Possible changes to architecture of speech recognition algorithms
Unprocessed speech input is less likely to be analyzed in parallel. A good approach would first extract features. Extracted features are a more compact representation of utterances, which retains enough information to perform recognition. The utterance in this compact representation can be distributed on different nodes on the Grid.  The search and optimization step will reap most of the benefit from the Grid. Following are some of the approaches that are likely to be adopted by speech recognition engines:

  1. Linguists can attempt to partition the grammar for entire language, so that each node performs search in a sub-space.
  2. Multiple nodes may perform Viterbi search in the entire space as defined by the complete grammar, but would often share their partial results to weed out unlikely alternatives.
  3. Genetic Algorithmic approach.

These approaches will open doors for free running recognition. Voice recognition will be perceived not as a convenient alternative to DTMF, it will indeed become the norm - the only natural input. This will eliminate need for too many custom grammars. Customization will simply require addition of domain specific (proper) nouns. Almost anything will be recognized.

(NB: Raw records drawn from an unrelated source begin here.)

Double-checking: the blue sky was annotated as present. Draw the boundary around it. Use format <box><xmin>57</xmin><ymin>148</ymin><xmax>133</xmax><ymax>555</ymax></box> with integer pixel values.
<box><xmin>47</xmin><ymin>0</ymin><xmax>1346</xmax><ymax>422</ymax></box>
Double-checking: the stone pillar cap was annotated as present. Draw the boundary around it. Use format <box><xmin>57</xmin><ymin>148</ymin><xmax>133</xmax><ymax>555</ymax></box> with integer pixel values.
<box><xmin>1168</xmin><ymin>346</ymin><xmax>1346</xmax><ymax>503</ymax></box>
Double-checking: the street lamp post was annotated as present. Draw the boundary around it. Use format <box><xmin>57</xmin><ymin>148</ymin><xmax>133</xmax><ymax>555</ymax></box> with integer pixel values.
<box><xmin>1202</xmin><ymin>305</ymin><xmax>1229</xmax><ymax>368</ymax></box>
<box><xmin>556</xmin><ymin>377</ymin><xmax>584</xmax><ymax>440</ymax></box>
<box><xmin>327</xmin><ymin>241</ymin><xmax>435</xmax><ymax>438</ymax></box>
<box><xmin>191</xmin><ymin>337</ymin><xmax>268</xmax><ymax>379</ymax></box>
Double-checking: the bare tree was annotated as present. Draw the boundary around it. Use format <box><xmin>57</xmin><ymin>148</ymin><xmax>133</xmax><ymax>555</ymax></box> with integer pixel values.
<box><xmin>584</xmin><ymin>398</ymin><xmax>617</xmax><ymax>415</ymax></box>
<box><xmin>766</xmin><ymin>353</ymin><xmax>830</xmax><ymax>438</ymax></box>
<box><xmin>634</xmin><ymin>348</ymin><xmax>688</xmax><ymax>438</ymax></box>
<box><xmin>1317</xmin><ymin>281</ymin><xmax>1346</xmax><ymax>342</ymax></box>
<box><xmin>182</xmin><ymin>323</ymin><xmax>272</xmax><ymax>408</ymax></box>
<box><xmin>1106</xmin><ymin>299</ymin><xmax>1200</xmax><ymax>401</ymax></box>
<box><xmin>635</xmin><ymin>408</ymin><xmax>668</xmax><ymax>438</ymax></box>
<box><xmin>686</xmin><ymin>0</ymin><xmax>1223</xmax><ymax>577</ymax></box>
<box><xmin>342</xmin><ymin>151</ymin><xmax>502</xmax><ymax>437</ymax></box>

What would the Grid mean to companies that host speech applications?
Companies will not have to own computing infrastructure. Computing and storage time would be rented, just as media content from cable companies or electricity from the local utility company. IT infrastructure will cease to be a depreciating asset. It will be an expense that can be written off and will have obvious tax benefits. The dynamic availability of computing resources inherent in the Grid will make provisioning simpler and more available. Custom grammars, that are a large part of customization costs, will be simpler. Customization will build over and above language models that will accept almost all utterances in a language. Costs associated with speech enabling applications will reduce drastically.
The Grid is coming - and so is unconstrained speech recognition!


Sumit Badal is senior staff software engineer with Nortel, and works in the multimedia applications division in Bohemia, formerly, Periphonics. He is a part of the Speech Server/OSCAR team. He has a master's degree in computer and information sciences from the University of Massachusetts at Amherst. His past research has been in the field of computer vision and robotics.